« Alzheimer, de la disqualification à la valorisation », j’en sais quelque chose. Il y a la disqualification aux yeux des autres, de la société (ce qui n’a pas été notre cas), et il y a l’auto-disqualification de la malade, ce qui a été le cas de Janine quand par exemple elle a dit « Je suis Madame rien du tout » ou « Tu ne peux pas rester avec une femme qui ne sait plus rien faire ». En même temps elle me posait la question récurrente « Comment tu me vois? » attendant évidemment de ma part un regard valorisant, ce que j’ai fait et qui impliquait un changement de regard de ma part, comme je l’explique dans mon livre sous « Un autre regard » (p.23).
« Mystérieuses dignités » est le titre d’une des conférences. Dans mon texte » L’essentiel est que tu continues à me regarder comme un personne », je traite ce sujet à ma façon, c’est- à -dire à partir de mon expérience d’aidant, émerveillé de ce que l’aidée, en l’occurrence Janine, m’a fait découvrir et notamment la puissance de sa parole exprimant le vécu de sa maladie. Cela a fait dire à Bruno Frappat dans « La Croix »:
« Jean Witt note les paroles de son épouse qui, souvent, sont d’une beauté mystérieuse relevant d’une poésie involontaire ». Je montre dans mon texte sur l’identité de la personne face à la maladie d’Alzheimer, comment les qualités de Janine ont été mises en lumière par l’obscurité même de sa maladie…comme un chant du cygne. Puis, je montre comment Janine disqualifiée, c’est-à-dire dépouillée par Alzheimer de toutes ses qualités, garde sa dignité de personne au plan de son être même. Et Janine a elle-même revendiqué cette dignité inconditionnelle en me disant: « L’essentiel est que tu continues à me regarder comme un personne ».
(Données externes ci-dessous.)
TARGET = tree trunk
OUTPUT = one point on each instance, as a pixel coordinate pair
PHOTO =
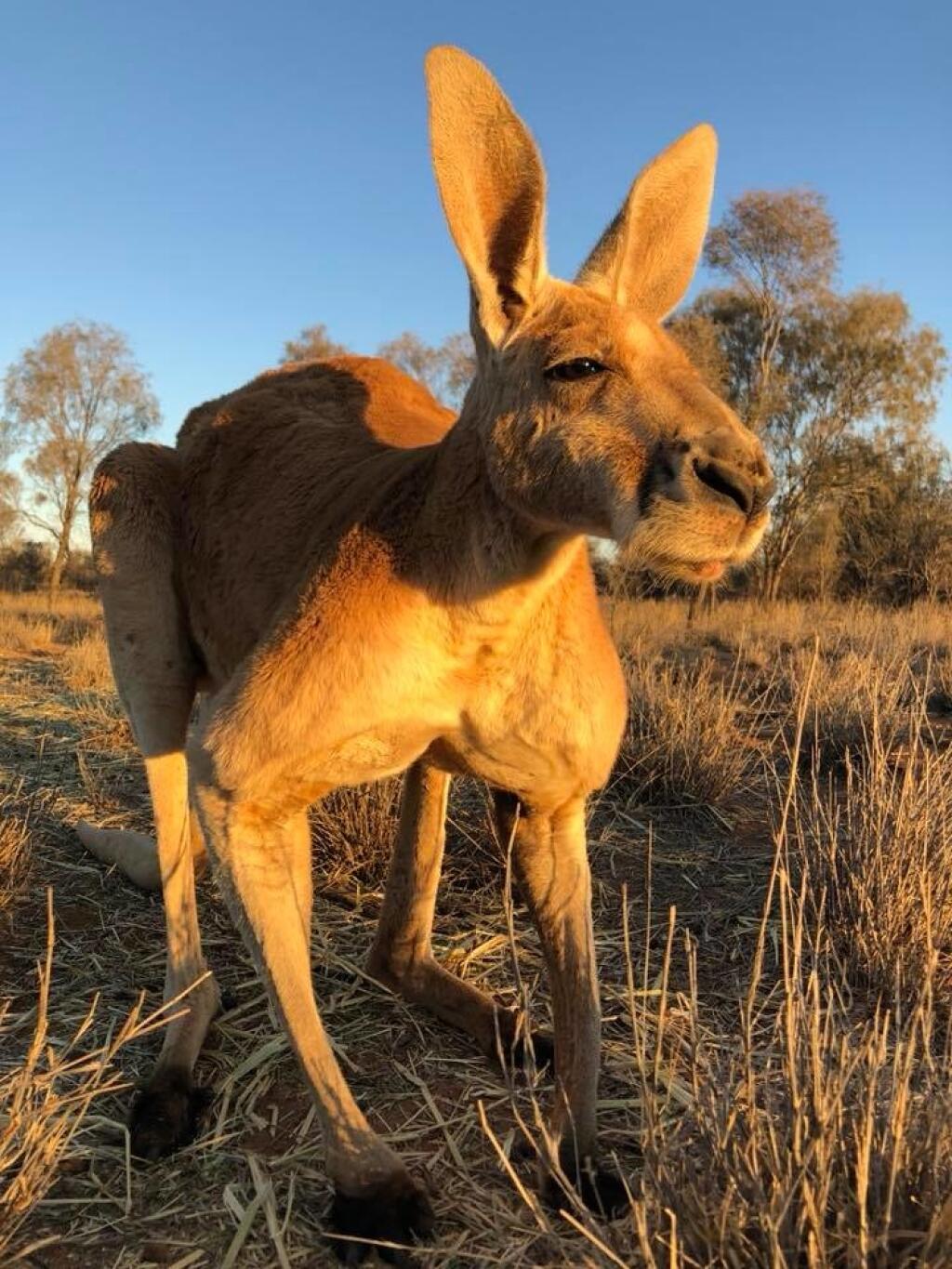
(62, 547)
Je montre aussi la grandeur de Janine, donc là encore sa mystérieuse dignité, en résonance avec la parole de Pascal: « La grandeur de l’homme est grande en ce qu’il se connait misérable. Un arbre ne se connait pas misérable. On n’est pas misérable sans sentiment : une maison ruinée ne l’est pas. Il n’y a que l’homme de misérable. Pensée fait la grandeur de l’homme ». Or les sentiments de Janine étaient toujours juste, ce qu’elle exprimait par ces paroles: « J’ai des cris dans la bouche, ils ne sont pas fous, ils sont normaux dans l’état où je suis ». Il fallait « valider » ses cris et plus généralement ses sentiments.
J’ai découvert en Pascal un précurseur de Naomi et de la méthode de validation, comme je le suggère dans mon article. « Quand on veut reprendre avec utilité, et montrer à un autre qu’il se trompe, il faut observer par quel côté il envisage la chose, car elle est vraie ordinairement de ce côté-là, et lui avouer cette vérité. « Qu’est-ce donc « avouer » sa vérité à un malade d’Alzheimer sinon le « valider »? J’en donne un exemple à propos d’une visite de la cathédrale de Strasbourg avec Janine. Pascal explique que naturellement l’homme ne peut sans doute pas se tromper dans le côté par où il envisage les choses, « comme les appréhensions des sens sont toujours vraies ». Cela me fait penser à la parole de Janine : »Je ne peux pas me mentir à moi-même ».